One of things I did find amusing however, in the headshaking way, are those questions inevitable asked by reporters when the unusual weather is a topic of newsworthy discussion. It usually goes along the lines of “what do you think about this (insert unusual weather event).” I’m not sure the reason for it, but it seems they want some type of “hype” reaction from the people of whom the question is asked. Once in a while, they’ll get that person like me who has no problem with the weather as it is unfolding, yet the reporter acts incredulous that the interviewee is not affronted by the non-conformity.
Wild weather has always been fun for me. Sometimes I think I missed my calling as a meteorologist.

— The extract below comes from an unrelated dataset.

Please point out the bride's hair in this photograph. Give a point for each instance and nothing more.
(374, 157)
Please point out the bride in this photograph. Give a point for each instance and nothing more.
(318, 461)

Like those winter blizzards, those summer thunderstorms bring one of those tiny thrills every time they roll around. I can recall a few that were preceded by some really neat cloud formations. A really cool sight to see are those rolling thundercells out West. It’s pretty cool to be standing out one some plain somewhere watching a huge thunderstorm some 20 miles away glide by in all its anvil shaped glory. So it was nice for Jonas to grace us with his presence for a day so we could watch the ebb and flow of the snowfall and continue to be amused by the local news stations and government officials. Time to look forward to the next one, hopefully sooner rather than later – and again on my weekend off.